Dans les années à venir, le phénomène de la police à deux vitesses se généralisera progressivement. « Les privés spécialisés s'occuperont de plus en plus des cas compliqués, des investigations les plus difficiles, et cette forme de privatisation, presque inévitable, fait peur. Il est regrettable de penser que, si vous n'avez pas l'argent nécessaire (une enquête de Logan Clarke coûte au moins 1 000 dollars par jour), il vous sera impossible d'obtenir une véritable justice. Mais si vous disposez d'un peu d'argent, vous serez moins vulnérable. "

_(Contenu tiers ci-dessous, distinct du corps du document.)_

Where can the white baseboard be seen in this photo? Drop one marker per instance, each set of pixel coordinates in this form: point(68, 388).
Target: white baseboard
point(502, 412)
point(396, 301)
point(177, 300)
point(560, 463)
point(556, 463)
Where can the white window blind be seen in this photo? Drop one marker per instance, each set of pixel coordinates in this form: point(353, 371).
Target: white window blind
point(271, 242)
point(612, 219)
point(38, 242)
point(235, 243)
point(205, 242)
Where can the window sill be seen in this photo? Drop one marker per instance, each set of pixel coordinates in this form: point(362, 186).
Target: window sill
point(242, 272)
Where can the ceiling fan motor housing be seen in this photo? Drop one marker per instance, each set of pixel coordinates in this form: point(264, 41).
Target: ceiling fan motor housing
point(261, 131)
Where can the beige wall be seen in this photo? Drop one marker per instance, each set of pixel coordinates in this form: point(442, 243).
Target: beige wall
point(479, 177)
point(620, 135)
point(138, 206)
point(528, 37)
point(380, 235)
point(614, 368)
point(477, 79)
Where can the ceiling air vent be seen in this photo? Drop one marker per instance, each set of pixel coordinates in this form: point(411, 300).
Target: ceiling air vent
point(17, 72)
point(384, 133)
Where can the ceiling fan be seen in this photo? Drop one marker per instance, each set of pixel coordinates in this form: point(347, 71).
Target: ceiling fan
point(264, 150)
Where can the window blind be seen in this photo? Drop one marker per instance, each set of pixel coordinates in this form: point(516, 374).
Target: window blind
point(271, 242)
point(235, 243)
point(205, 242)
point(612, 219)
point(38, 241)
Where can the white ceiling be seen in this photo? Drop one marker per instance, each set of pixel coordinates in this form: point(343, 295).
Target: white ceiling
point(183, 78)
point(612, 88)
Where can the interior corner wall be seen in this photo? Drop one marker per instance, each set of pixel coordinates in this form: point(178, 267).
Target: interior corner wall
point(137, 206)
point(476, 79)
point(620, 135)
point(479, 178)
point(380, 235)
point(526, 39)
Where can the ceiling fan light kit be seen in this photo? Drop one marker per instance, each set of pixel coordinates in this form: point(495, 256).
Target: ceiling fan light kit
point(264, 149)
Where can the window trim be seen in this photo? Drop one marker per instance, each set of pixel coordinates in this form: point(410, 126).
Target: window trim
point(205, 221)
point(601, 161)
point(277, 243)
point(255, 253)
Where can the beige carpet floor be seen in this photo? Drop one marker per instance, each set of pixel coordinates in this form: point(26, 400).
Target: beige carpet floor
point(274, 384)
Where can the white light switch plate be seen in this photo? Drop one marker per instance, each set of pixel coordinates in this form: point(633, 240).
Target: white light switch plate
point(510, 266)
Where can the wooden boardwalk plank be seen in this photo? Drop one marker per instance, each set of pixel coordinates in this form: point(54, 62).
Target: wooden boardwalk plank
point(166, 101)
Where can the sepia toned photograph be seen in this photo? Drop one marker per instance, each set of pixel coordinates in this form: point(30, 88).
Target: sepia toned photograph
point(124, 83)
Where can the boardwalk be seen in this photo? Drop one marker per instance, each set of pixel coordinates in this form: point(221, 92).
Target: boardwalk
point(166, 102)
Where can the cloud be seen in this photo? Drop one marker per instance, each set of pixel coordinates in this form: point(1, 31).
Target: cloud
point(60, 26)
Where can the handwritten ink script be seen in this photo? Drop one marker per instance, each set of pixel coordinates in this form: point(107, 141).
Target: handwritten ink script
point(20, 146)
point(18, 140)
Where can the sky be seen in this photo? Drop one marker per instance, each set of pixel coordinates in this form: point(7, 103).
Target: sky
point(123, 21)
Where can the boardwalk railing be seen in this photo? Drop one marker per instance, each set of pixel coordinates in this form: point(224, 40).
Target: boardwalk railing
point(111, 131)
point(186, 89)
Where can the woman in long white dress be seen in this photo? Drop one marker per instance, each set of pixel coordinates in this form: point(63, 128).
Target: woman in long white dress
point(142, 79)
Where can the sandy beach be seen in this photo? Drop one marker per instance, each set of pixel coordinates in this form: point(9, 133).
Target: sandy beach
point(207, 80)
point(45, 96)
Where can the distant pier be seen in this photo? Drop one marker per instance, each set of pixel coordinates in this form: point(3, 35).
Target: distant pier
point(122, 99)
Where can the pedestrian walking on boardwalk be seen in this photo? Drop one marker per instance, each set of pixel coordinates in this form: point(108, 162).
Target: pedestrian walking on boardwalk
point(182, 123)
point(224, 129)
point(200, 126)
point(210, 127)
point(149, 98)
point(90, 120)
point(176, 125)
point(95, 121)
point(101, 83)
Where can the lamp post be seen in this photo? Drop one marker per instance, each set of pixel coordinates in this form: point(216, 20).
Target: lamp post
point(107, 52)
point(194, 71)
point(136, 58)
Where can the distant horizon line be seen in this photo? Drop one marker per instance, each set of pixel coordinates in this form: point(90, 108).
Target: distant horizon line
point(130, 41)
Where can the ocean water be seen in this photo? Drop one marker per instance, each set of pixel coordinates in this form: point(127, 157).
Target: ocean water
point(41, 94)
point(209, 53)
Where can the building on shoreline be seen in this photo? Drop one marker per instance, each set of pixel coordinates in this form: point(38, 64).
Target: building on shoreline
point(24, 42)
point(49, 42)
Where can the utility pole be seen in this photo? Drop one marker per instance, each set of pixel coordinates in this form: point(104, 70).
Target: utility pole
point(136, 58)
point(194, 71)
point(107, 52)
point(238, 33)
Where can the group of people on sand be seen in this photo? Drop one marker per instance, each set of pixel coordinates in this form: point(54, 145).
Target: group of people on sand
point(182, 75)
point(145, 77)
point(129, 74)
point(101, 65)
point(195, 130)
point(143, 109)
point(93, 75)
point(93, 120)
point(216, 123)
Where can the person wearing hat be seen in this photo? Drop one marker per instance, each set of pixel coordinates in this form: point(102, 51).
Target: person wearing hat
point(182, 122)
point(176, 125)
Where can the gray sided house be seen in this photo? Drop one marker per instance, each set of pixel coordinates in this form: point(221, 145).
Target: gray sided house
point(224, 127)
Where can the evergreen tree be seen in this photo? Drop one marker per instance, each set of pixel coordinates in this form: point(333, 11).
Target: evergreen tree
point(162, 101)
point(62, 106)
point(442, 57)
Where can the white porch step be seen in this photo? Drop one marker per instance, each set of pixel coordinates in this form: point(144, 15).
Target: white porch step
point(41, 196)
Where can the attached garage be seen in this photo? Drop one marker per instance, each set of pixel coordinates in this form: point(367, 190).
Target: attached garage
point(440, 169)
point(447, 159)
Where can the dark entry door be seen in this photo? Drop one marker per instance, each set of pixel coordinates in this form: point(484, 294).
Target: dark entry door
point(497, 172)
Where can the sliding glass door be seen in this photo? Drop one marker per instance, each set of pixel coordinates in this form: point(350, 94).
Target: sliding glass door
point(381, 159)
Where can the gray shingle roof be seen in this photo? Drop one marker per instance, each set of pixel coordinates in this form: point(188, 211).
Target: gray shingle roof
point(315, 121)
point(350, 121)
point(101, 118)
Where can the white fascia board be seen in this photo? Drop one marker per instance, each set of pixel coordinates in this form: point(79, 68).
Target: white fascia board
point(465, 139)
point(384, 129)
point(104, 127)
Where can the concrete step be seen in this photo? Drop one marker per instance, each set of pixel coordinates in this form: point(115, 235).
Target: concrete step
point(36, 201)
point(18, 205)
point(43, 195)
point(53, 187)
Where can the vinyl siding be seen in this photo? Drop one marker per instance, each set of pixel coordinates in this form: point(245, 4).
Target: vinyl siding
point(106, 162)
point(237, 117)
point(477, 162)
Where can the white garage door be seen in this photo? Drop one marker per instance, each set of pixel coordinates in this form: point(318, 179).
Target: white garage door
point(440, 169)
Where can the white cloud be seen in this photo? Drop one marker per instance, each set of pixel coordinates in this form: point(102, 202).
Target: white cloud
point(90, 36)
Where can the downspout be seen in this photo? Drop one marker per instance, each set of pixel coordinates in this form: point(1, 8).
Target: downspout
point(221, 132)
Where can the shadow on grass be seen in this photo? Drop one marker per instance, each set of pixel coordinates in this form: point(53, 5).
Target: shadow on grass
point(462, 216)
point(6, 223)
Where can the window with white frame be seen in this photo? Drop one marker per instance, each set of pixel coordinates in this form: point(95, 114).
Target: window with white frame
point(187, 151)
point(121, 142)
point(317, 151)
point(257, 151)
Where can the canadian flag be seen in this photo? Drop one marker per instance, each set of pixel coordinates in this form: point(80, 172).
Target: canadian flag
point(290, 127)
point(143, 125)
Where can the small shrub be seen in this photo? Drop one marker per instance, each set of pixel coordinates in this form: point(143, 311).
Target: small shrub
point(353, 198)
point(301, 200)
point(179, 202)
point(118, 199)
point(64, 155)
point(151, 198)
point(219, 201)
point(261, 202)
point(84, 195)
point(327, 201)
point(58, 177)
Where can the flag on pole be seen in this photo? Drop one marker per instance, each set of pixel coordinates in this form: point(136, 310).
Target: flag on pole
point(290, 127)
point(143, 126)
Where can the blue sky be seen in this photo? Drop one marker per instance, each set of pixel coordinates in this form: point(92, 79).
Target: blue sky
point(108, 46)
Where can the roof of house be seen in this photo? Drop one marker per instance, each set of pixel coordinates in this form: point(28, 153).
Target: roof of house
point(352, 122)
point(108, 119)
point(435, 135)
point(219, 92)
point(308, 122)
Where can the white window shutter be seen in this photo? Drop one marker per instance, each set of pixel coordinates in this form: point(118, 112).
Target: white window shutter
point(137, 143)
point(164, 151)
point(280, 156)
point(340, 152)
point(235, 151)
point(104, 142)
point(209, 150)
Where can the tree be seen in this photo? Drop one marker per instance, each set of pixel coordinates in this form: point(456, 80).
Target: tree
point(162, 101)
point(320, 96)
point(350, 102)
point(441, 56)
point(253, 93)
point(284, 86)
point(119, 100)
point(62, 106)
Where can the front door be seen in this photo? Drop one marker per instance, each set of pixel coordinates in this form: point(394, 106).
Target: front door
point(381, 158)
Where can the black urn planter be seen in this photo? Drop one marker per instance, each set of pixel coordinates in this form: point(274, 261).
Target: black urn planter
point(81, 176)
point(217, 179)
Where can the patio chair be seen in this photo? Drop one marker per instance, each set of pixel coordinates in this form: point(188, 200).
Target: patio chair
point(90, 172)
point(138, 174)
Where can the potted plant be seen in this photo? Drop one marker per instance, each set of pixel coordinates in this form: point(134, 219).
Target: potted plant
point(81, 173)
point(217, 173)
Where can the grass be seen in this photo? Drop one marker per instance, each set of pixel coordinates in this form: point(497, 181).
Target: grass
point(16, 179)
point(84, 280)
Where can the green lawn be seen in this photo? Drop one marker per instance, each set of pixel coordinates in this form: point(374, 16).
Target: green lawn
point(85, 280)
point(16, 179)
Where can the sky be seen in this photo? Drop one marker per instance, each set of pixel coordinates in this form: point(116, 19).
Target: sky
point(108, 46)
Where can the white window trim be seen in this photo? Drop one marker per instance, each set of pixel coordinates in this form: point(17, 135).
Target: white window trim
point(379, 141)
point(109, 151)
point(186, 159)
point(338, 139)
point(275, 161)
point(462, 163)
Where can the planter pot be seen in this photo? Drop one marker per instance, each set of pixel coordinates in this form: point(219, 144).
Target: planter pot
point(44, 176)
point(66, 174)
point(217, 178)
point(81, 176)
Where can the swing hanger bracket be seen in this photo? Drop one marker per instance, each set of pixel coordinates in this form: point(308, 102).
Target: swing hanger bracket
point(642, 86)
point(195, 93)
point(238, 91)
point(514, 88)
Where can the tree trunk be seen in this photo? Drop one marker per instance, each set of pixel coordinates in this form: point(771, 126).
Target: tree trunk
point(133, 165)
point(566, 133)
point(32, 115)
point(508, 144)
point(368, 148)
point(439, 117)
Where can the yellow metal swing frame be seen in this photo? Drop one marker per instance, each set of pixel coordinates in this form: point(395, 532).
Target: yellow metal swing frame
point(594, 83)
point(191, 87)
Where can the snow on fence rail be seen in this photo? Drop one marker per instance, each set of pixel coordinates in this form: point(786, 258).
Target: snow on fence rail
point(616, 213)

Clarke s'inquiète également des conséquences d'enquêtes officielles insuffisantes ou bâclées. « Je suis persuadé, dit-il, que, dans les prisons américaines, 5 % des détenus sont en fait innocents, victimes d'un système qui veut avant tout classer des affaires, plutôt que de les solutionner réellement. »
Il est vrai, également, que le Los Angeles d'aujourd'hui va devenir l'Amérique de demain. La cité américaine risque fort de ressembler, dans un avenir indéterminé, à celle dépeinte dans Blade Runner ou dans Terminator.

Extraits du livre "UNE AMERIQUE QUI FAIR PEUR"
de Edward Behr.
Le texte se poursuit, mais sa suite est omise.